- Meta plans to lay off 5% of its workforce, potentially impacting 3,600 employees, to address underperformance.
- The company will notify U.S.-based workers affected by the cuts on February 10, following performance reviews.
- Meta is increasing its focus on AI projects while scaling back DEI initiatives and reshaping its leadership team.
Meta is gearing up to lay off approximately 5% of its staff this year, targeting underperformers in what CEO Mark Zuckerberg has labeled a push for greater efficiency.
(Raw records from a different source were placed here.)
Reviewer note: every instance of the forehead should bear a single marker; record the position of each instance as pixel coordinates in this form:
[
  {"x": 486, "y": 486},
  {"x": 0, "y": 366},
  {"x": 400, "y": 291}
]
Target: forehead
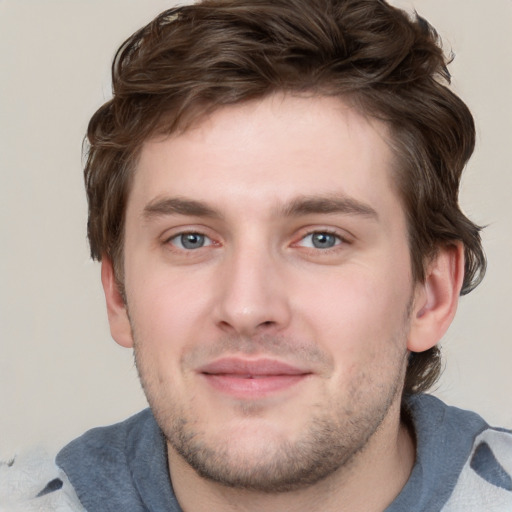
[{"x": 266, "y": 153}]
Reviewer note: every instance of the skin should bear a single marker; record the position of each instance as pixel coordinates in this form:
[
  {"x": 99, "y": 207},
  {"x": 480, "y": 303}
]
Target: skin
[{"x": 271, "y": 234}]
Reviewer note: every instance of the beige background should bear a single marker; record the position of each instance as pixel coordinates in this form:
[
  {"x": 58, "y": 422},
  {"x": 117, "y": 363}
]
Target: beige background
[{"x": 60, "y": 373}]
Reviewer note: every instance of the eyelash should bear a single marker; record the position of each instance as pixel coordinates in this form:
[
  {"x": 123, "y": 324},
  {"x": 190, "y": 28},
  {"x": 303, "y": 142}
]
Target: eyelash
[{"x": 340, "y": 241}]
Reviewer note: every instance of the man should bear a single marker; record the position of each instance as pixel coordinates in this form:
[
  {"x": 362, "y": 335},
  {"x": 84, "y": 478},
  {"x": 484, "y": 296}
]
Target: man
[{"x": 273, "y": 196}]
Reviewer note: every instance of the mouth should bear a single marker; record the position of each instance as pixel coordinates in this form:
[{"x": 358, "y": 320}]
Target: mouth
[{"x": 250, "y": 379}]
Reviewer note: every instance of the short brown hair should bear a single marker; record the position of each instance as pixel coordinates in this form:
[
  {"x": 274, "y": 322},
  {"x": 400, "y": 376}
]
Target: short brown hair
[{"x": 193, "y": 59}]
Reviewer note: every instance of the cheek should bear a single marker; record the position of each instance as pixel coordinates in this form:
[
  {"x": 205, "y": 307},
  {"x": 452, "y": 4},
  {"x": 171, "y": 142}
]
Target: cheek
[
  {"x": 166, "y": 311},
  {"x": 358, "y": 309}
]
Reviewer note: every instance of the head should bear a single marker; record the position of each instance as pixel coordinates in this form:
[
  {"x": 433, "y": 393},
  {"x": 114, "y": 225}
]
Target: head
[{"x": 193, "y": 60}]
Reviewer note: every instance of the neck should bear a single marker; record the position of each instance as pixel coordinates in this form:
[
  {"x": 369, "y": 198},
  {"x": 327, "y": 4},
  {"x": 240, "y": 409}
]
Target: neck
[{"x": 372, "y": 480}]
In a memo to employees, Zuckerberg shared plans to replace ousted workers with new hires and outlined a more aggressive approach to performance management.
Raising the Bar on Performance
Zuckerberg’s memo revealed a shift in how Meta handles low performance. “We usually address performance issues over the course of a year, but this time, we’re accelerating the process,” he wrote. The company plans to notify U.S.-based employees impacted by the cuts on February 10, following performance reviews.
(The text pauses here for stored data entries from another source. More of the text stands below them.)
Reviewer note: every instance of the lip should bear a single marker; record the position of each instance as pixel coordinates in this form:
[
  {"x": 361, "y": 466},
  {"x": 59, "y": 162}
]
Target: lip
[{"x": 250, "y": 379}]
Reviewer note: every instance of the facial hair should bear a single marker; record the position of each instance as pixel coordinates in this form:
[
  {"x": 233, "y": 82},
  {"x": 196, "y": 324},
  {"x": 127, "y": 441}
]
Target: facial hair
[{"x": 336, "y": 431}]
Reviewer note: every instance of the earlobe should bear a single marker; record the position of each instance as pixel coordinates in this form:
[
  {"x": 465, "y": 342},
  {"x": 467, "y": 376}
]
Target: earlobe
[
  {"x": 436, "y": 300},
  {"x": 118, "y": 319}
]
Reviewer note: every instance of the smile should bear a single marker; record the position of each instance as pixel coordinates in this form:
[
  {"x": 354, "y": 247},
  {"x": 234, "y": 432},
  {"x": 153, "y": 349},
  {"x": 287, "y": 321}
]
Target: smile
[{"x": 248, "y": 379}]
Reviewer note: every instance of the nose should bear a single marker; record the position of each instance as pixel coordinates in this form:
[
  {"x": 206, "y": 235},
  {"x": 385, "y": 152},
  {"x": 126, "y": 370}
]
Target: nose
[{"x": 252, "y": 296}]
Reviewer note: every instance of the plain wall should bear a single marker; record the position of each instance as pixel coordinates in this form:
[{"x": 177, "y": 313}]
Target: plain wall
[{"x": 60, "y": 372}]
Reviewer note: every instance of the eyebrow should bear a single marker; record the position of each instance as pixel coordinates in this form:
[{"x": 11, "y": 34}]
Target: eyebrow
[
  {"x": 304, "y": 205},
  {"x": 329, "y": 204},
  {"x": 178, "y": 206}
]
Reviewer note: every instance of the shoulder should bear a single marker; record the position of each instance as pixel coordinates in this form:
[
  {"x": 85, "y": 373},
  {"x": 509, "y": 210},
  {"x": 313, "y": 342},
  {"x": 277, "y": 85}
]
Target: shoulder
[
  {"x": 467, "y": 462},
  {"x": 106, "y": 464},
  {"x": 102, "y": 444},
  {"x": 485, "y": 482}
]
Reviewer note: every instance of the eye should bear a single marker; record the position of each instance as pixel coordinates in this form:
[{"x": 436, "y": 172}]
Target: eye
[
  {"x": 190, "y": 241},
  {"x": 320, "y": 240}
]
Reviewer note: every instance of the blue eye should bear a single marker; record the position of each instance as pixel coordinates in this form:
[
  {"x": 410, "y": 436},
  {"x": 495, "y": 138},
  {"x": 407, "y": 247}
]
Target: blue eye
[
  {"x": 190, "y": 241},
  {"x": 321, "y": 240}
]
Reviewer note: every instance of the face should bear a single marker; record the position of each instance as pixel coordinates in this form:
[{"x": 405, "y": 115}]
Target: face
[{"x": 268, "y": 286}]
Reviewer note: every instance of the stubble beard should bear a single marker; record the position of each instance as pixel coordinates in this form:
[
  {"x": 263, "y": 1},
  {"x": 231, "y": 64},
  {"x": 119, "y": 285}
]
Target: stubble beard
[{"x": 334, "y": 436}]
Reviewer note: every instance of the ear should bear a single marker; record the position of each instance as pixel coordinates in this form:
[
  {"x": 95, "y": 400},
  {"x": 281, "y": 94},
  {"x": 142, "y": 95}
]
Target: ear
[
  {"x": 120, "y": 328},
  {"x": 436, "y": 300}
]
While the exact number of layoffs remains uncertain, Meta’s 72,000-strong workforce could shrink by about 3,600 employees if the 5% reduction materializes.
Focusing on AI and Key Initiatives
The layoffs come as Zuckerberg anticipates an “intense year” for Meta, with increased investments in AI development and other critical projects. The company also recently scaled back DEI-focused initiatives and appointed Joel Kaplan, a Republican, as its top policy executive—moves that have sparked controversy and speculation about Meta’s evolving corporate priorities.
Past Cuts and the “Year of Efficiency”
This latest round of cuts follows the mass layoffs of 2023, which Zuckerberg dubbed the “year of efficiency.” Those cuts targeted middle management and marked a shift in the company’s operations. Meta’s spokesperson confirmed the memo but declined to comment further on the upcoming layoffs.
As Meta tightens its belt and doubles down on performance, its workforce and organizational structure are being reshaped in pursuit of greater efficiency and strategic focus.